Saturday, June 4, 2011

Industry and Budget


THE 2011-12 Punjab budget has given a raw deal to industry. The budget talks of the 2009 industrial policy, which was supposed to encourage IT, agro-based and food processing units. There is hardly any progress in any of these sectors. The budget has set a paltry Rs 10 crore for upgrading industrial focal points. Finance Minister Upinderjit Kaur also talks of 69 mega projects approved during the past four years. When these would become operational is anybody’s guess. The government’s rosy picture of industry has to be compared with what industrial organisations say. An Assocham study reveals that Punjab gets just 1.6 per cent of the total private and government investment made countrywide. Haryana gets double (3.8 per cent) of that.

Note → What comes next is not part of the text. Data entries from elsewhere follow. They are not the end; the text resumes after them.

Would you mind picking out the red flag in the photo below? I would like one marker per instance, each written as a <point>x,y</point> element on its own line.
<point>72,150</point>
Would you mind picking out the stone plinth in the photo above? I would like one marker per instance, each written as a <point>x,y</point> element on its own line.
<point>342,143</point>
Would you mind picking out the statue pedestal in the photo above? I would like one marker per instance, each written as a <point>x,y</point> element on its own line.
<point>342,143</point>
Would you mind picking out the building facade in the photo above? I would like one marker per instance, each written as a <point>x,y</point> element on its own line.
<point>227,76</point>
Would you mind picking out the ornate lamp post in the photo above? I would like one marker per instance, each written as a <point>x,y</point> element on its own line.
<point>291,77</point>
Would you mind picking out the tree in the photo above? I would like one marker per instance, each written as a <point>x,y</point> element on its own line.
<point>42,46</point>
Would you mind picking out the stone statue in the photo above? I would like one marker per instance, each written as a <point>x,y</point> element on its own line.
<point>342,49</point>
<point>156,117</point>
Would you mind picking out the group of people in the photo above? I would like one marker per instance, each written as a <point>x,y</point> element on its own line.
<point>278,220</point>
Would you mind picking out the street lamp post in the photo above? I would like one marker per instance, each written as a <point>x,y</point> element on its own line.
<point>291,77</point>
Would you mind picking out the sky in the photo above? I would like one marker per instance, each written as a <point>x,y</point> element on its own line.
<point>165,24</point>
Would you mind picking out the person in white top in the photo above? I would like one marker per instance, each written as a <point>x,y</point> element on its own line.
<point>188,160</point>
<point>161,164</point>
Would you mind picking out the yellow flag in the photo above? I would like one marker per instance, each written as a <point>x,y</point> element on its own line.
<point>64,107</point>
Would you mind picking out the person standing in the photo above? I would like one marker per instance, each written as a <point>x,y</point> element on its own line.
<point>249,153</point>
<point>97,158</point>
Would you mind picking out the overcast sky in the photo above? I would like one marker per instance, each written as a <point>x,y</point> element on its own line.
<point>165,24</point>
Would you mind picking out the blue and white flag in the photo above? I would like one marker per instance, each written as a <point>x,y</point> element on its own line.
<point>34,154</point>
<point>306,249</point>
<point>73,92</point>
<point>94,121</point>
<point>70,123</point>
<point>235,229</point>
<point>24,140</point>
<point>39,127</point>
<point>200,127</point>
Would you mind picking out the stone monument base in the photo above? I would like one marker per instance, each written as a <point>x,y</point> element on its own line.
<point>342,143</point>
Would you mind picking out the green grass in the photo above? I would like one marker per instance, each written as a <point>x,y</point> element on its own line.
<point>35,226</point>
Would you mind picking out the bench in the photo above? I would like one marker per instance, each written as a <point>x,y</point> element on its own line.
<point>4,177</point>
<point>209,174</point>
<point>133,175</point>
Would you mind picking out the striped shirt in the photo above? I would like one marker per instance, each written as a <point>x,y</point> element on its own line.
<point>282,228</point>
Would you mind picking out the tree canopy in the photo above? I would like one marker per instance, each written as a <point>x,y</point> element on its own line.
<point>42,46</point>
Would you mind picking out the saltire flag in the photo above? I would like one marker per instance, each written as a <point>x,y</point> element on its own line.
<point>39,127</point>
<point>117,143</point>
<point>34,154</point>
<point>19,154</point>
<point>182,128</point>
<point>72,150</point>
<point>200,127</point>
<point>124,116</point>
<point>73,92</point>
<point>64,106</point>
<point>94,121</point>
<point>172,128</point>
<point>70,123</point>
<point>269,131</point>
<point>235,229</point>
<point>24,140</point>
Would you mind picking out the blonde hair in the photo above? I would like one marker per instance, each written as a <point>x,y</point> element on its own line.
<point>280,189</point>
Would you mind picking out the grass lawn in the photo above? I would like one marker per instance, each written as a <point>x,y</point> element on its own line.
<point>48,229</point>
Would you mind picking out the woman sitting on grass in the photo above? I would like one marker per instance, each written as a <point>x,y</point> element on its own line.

Punjab leaders in general and finance ministers in particular like to blame the state’s poor industrial progress on its locational disadvantage as well as the Central tax incentives to the hill states. Between 2002 and 2008, Dr Upinderjit Kaur claims, 274 industrial units either moved out or set up new units in the hill states. However, Assocham attributes the slow pace of industrialisation in Punjab to corruption, administrative delays, official apathy and high land prices apart from its geographical handicap. Poor governance has led to lower tax collection and consequently fiscal deterioration. All this keeps off investors.
Also contributing to growing industrial sickness is lack of quality power. Free power to farmers has forced domestic and industrial consumers to pay more and finance the Badal government’s political largesse. Fiscal indiscipline and political and bureaucratic profligacy have almost bankrupted and incapacitated the government. The government offered no bailout to industry as global recession took its toll. There is no political will to plug revenue leakages and go after black money or mop up resources by taxing the rich, including farmers. Since agriculture is already languishing, industry alone can generate employment and push growth. A favourable policy framework, a corruption-free administration and a Gujarat-type aggressive political leadership can attract private investment and accelerate industrial growth in Punjab. The budget has missed a chance to move in this direction.